Also - if you are riding deep pow and have to unstrap...If you are riding Flow bindings, you are screwed when you have to strap back in. Same thing if you are trying to strap in on a really steep portion a run.

Only good experience I had with Flows is that they are very comfortable. Other than that, IMHO, they are junk. Have read way too many stories about Flow bindings falling apart and people getting hurt because of it.


----------



## coffeenirvana (Dec 21, 2008)

Wiredsport said:


> First off, yes. I am completely biased as both a business owner and a rider. I was young when I started riding Flow  They aren't my only bindings, but they are among the most used.
> 
> Tested the Legacy R myself and that is a great all mountain freestyle board for your usage.
> 
> ...


Thank you for the response Wired, that does help. Those M-11's sound like a good fit based on what you have said and what I have read (very tempting, I can feel my wallet burning). Definitely agree with the concept that Flows are a love'em or hate'em type of binding, so much like other snowboard equipment out there (can you say Burton). All I can say is I have been very happy with them and will continue to buy Flows until I have a big reason to switch. :thumbsup:


----------



## Wiredsport (Sep 16, 2009)

One other thing,

Most riders get used to getting in and out even on the steeps and in pow and it becomes no issue. For those who still have concerns about this, Flow has models like the New M9 SE that fully release on the mini ratchet side, so that you have the option of conventional top entry.


----------



## drunkinmonk (Nov 2, 2009)

I purchased my first gear from wired sports last year for my first season. I was 29 yr old last year boarding for the first time and rented maybe my first 3 outtings. I really dislike the pressure point that the regular strap in bindings gave me. I had to count the clicks everytime getting in and then sometimes make an adjustment half way down. I was a beginner and had to sit down to strap in like most people.
One time sitting on my butt strapping in another rider came off the lift put his foot in grab the back of his binding and I heard a click and he was off.

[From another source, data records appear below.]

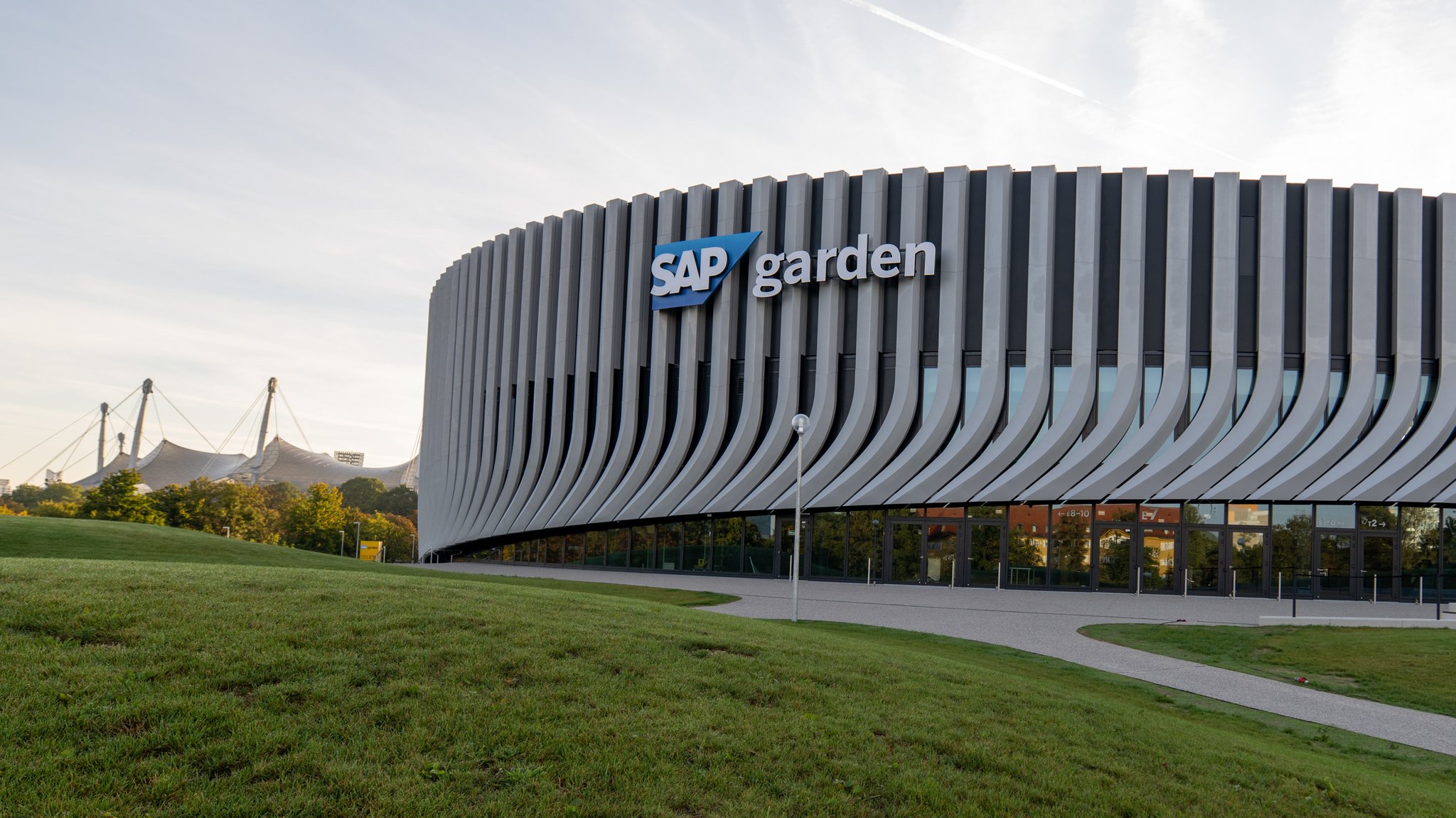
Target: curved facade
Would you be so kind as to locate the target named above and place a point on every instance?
(1012, 377)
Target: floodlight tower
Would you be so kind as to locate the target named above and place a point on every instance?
(141, 416)
(262, 431)
(101, 440)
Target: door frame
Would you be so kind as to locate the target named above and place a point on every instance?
(1135, 556)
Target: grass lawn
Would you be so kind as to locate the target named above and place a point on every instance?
(1406, 667)
(92, 539)
(188, 689)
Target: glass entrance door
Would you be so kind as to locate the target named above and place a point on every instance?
(922, 552)
(1376, 554)
(939, 552)
(1201, 561)
(1114, 559)
(1334, 576)
(1161, 559)
(906, 551)
(982, 555)
(1247, 562)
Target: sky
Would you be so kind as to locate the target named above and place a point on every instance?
(215, 194)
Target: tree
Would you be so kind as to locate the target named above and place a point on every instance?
(117, 498)
(363, 494)
(29, 495)
(398, 533)
(216, 507)
(314, 520)
(401, 500)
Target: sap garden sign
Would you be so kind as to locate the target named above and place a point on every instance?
(687, 273)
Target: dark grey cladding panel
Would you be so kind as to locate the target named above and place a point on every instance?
(555, 398)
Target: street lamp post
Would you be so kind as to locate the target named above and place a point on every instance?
(801, 424)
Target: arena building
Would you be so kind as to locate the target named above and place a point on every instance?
(1115, 382)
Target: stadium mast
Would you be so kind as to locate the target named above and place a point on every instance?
(101, 440)
(262, 431)
(141, 416)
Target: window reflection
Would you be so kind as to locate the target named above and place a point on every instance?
(1027, 544)
(1071, 554)
(757, 544)
(828, 549)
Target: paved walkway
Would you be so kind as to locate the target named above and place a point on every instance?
(1047, 622)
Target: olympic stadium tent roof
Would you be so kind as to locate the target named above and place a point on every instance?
(280, 463)
(286, 463)
(171, 463)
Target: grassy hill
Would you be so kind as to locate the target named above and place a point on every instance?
(1403, 667)
(50, 537)
(225, 689)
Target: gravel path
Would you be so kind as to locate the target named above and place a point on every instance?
(1047, 622)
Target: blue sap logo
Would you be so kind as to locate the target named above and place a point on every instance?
(686, 273)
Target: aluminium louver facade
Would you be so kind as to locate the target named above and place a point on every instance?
(1086, 337)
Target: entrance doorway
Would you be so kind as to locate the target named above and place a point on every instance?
(921, 551)
(1354, 565)
(1114, 559)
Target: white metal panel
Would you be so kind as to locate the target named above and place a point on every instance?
(1032, 409)
(1066, 427)
(1435, 470)
(1261, 411)
(1310, 407)
(1354, 409)
(979, 418)
(1114, 419)
(1406, 393)
(904, 402)
(1209, 421)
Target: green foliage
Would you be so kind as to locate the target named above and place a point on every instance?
(314, 520)
(220, 507)
(117, 542)
(401, 500)
(237, 690)
(363, 494)
(60, 494)
(117, 498)
(50, 508)
(398, 533)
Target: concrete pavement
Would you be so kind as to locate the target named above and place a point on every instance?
(1047, 622)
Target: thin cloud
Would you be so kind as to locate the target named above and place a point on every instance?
(1025, 72)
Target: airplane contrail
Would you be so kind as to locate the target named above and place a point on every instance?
(1025, 72)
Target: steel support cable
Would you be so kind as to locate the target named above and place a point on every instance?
(51, 436)
(133, 430)
(297, 426)
(186, 419)
(230, 433)
(63, 448)
(69, 458)
(75, 461)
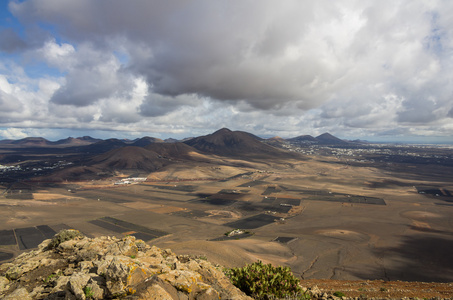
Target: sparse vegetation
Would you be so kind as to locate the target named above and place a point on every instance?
(264, 281)
(339, 294)
(63, 236)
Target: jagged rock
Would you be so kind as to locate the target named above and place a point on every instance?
(3, 283)
(77, 283)
(18, 294)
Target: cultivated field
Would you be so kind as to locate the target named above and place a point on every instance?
(323, 218)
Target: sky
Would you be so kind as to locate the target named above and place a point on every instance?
(364, 69)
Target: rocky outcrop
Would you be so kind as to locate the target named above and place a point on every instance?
(109, 268)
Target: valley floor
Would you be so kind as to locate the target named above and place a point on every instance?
(323, 218)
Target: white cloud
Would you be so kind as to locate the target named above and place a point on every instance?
(353, 67)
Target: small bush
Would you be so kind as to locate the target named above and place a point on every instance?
(63, 236)
(262, 281)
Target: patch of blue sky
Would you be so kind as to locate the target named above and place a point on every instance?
(7, 20)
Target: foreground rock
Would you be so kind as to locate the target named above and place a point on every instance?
(109, 268)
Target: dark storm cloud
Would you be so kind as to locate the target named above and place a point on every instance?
(346, 65)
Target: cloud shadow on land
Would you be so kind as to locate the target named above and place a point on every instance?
(417, 258)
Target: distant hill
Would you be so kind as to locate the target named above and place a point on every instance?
(32, 141)
(233, 143)
(145, 141)
(42, 142)
(103, 146)
(80, 141)
(328, 139)
(172, 150)
(323, 139)
(128, 158)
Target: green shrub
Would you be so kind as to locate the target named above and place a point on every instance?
(262, 281)
(63, 236)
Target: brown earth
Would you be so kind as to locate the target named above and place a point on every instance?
(383, 289)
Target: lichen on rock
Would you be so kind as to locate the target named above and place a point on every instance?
(72, 266)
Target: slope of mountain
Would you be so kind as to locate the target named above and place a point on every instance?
(233, 143)
(328, 139)
(172, 150)
(145, 141)
(103, 146)
(303, 139)
(32, 141)
(129, 158)
(80, 141)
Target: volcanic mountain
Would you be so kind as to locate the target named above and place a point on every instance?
(303, 139)
(128, 158)
(145, 141)
(32, 141)
(149, 158)
(328, 139)
(225, 142)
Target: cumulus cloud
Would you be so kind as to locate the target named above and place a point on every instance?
(356, 67)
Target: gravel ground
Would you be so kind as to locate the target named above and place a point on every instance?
(383, 289)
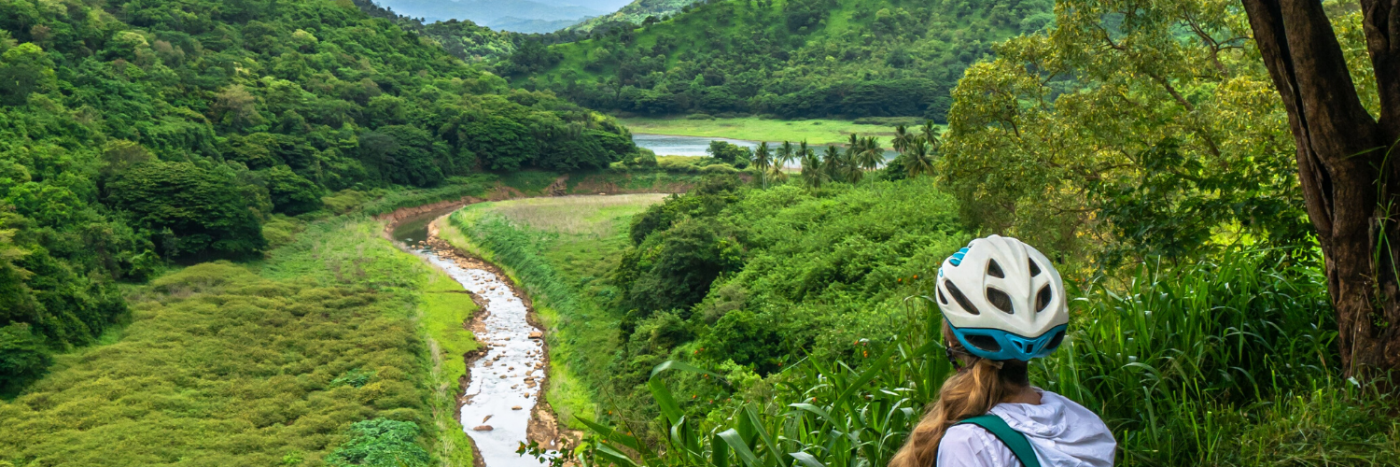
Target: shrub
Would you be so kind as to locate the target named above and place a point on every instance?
(23, 357)
(202, 213)
(381, 443)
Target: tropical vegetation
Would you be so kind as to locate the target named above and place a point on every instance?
(786, 58)
(135, 134)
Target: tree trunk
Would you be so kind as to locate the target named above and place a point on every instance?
(1350, 186)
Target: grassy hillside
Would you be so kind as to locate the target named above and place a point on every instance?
(136, 134)
(562, 250)
(318, 355)
(787, 58)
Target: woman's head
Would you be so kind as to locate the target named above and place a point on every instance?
(1003, 298)
(1003, 304)
(979, 385)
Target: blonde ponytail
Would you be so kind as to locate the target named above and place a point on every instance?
(972, 392)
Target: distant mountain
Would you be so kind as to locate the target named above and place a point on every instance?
(633, 13)
(532, 25)
(490, 11)
(786, 58)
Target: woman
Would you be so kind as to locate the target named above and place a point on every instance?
(1003, 305)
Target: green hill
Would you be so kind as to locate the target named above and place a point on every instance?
(140, 133)
(786, 58)
(632, 14)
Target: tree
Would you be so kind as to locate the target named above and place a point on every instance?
(290, 192)
(784, 155)
(917, 158)
(203, 211)
(811, 168)
(763, 161)
(1033, 132)
(902, 139)
(23, 70)
(833, 164)
(1348, 181)
(871, 154)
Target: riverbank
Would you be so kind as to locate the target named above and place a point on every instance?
(560, 249)
(815, 132)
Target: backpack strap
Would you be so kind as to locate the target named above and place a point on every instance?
(1015, 441)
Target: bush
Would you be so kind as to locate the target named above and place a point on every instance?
(290, 192)
(676, 269)
(23, 357)
(381, 443)
(199, 213)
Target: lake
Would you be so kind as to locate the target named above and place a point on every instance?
(667, 144)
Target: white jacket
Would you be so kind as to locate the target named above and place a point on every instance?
(1063, 434)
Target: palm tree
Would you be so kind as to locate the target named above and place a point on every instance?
(786, 154)
(832, 165)
(917, 160)
(902, 139)
(762, 161)
(871, 154)
(812, 169)
(931, 133)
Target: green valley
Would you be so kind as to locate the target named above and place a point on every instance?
(700, 232)
(788, 59)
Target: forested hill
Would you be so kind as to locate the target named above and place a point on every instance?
(634, 13)
(135, 133)
(784, 58)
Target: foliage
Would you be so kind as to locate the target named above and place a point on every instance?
(1185, 365)
(758, 129)
(23, 357)
(791, 59)
(199, 213)
(637, 13)
(560, 250)
(381, 443)
(136, 133)
(1165, 137)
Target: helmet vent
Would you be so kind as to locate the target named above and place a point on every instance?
(1043, 298)
(962, 299)
(1054, 341)
(1000, 299)
(984, 343)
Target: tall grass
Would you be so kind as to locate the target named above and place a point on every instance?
(1225, 362)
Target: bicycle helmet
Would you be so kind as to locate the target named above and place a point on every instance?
(1003, 299)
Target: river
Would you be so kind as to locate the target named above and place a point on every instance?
(506, 381)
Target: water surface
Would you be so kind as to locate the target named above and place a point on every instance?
(506, 381)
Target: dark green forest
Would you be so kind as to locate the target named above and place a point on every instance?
(140, 133)
(788, 59)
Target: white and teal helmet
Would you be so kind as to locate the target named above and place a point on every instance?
(1003, 299)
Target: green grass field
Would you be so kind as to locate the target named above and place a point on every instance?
(277, 357)
(559, 249)
(756, 129)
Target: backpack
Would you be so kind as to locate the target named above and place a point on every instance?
(1014, 439)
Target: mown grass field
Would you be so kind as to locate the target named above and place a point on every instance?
(559, 249)
(758, 129)
(262, 364)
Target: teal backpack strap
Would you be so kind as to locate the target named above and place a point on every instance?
(1014, 439)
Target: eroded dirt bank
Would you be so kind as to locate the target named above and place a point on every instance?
(500, 399)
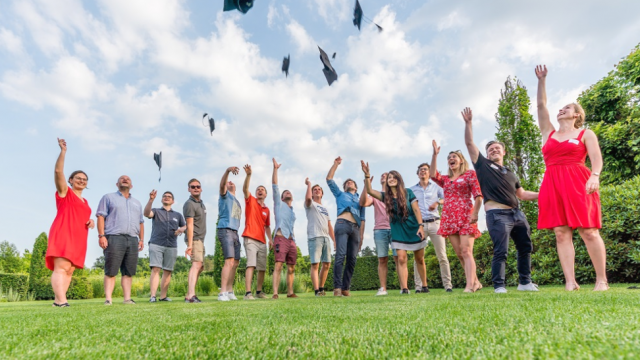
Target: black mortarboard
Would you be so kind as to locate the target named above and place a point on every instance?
(329, 71)
(241, 5)
(212, 124)
(285, 65)
(357, 15)
(158, 159)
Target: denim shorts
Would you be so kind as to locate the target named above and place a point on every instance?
(382, 238)
(230, 243)
(320, 249)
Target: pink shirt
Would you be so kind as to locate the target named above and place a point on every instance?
(380, 215)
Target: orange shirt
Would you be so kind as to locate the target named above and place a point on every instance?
(256, 218)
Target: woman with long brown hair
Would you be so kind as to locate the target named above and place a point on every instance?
(67, 246)
(569, 196)
(459, 220)
(405, 218)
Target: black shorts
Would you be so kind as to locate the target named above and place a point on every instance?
(121, 253)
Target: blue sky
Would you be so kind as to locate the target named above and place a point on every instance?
(120, 80)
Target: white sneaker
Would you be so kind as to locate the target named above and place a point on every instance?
(381, 292)
(528, 287)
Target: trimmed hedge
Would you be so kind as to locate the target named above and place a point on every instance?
(18, 282)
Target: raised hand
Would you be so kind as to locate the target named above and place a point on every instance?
(62, 144)
(436, 148)
(275, 164)
(467, 115)
(365, 168)
(541, 71)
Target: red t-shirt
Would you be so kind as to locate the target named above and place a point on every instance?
(256, 218)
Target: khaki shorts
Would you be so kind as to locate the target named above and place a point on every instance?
(197, 251)
(256, 254)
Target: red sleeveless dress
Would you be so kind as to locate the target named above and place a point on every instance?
(563, 199)
(69, 232)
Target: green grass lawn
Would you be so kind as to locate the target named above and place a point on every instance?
(549, 324)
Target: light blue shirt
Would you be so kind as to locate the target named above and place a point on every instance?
(426, 197)
(347, 201)
(122, 216)
(229, 212)
(285, 217)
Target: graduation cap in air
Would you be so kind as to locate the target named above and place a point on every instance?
(158, 159)
(358, 15)
(241, 5)
(329, 72)
(285, 65)
(212, 124)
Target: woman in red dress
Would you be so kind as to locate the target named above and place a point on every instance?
(569, 196)
(68, 235)
(459, 220)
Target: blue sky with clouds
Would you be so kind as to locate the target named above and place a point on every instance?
(120, 80)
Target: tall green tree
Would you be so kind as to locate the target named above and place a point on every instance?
(522, 139)
(612, 107)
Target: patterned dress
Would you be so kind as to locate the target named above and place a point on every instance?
(456, 212)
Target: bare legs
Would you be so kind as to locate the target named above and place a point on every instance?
(463, 246)
(567, 255)
(61, 279)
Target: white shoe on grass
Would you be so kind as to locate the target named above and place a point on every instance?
(381, 292)
(528, 287)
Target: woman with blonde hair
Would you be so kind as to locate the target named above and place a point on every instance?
(459, 220)
(569, 196)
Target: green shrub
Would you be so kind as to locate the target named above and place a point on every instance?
(18, 282)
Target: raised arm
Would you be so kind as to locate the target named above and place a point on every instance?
(223, 182)
(308, 196)
(433, 169)
(147, 209)
(247, 180)
(334, 167)
(543, 113)
(467, 115)
(595, 156)
(367, 181)
(58, 176)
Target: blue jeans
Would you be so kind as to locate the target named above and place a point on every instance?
(502, 224)
(347, 244)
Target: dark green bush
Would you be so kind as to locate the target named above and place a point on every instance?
(18, 282)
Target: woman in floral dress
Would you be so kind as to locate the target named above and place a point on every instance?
(459, 220)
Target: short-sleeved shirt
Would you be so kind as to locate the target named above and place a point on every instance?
(347, 201)
(426, 197)
(195, 209)
(317, 220)
(164, 225)
(380, 215)
(257, 217)
(404, 230)
(229, 212)
(285, 217)
(497, 182)
(122, 215)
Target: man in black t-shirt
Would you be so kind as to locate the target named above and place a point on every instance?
(501, 191)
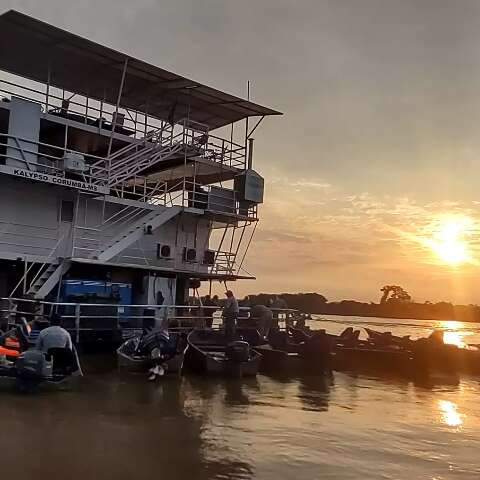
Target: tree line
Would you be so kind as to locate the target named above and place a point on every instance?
(395, 302)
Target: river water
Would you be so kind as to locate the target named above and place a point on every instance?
(119, 426)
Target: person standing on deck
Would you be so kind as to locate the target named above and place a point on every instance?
(210, 303)
(230, 314)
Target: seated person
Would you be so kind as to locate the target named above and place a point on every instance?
(54, 336)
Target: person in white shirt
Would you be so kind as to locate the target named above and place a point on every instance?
(230, 314)
(54, 336)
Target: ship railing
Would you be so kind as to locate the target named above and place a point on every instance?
(80, 317)
(76, 108)
(48, 156)
(132, 125)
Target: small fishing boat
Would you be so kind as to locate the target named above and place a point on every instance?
(290, 353)
(135, 354)
(33, 370)
(210, 353)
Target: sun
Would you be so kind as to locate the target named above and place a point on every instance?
(448, 240)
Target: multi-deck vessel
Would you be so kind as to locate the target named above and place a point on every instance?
(121, 184)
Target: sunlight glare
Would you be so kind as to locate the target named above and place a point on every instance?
(454, 338)
(448, 239)
(449, 412)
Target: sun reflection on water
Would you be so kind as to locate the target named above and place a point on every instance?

I was so amazed I followed him down and asked him want they were. He told me flows and I knew I had to have them with the ease of entry. What I didn't know was that once you get them dialed in (which is easy) you never have to worry about it again. My beginners package was 150 M3, sz 11 head boots and flow 1 bindings. I also purchase a package for my wife. Up until now I never new how great wiredsports is with his customer service. BIG KUDOS! I will def buy my next set of flows through wiredsports.
On a side note, I have one season under my belt with the set up above and consider myself intermediate rider. I can ride switch, moguls, kickers and grabs, and boxes. Stats 165lb 5'7" 11 in boots. I am considering a bataleon goliath in a 157. Is that size just right? My style is carving hitting some kickers, boxes, natural jumps, some park 25%, but I want soft board to butter and stiff enough to hit jumps (nothing huge) like getting 3-5 seconds air time. I really want a playful board right now to butter around on the beginners trail while teaching my wife and kids buy eventually they will rride all mountain so i'd like this board to do well in that too. 
sorry to hijack this. Mods please move if needed. Btw I've learned so much here thanks for all the knowledge. I've been bitten by the bug and hope to contribute. I also am proud to say my first turns were at sunday river Nov 7th this season.


----------



## Wiredsport (Sep 16, 2009)

Hi Drunk Monk,

Stoked to hear that you were pleased with that gear. Not to sway you from an already great board choice, but...I have a small order of about 550 O-matic 2009 (last years models's) closeout boards coming in this week. Boron's, Sweet's, etc, etc. I will be happy to offer them up to you guys as a little Snowbaording Forum Kicker. I haven't done the math yet but ranging from $150-180 a deck (with free shipping of course) sounds right for you guys. If there is interest I will get y'all a list.


----------



## drunkinmonk (Nov 2, 2009)

let me do some quick research on that board. I'm def interested in a new board within a month or two. I gotta a demo day here at sunday river end of this month that will give me a chance to feel the boards. If I find something I like I will check with you if you carry it. I'd rather purchase from a stad up company as yourself.


----------



## Guest (Nov 11, 2009)

I've snowboarded for 3 seasons.

I use a set of 06/07 Flow Flite 3's (I think they are #3's). I'm not a specification slut, but to my knowledge it was a good compromise between economy and quality.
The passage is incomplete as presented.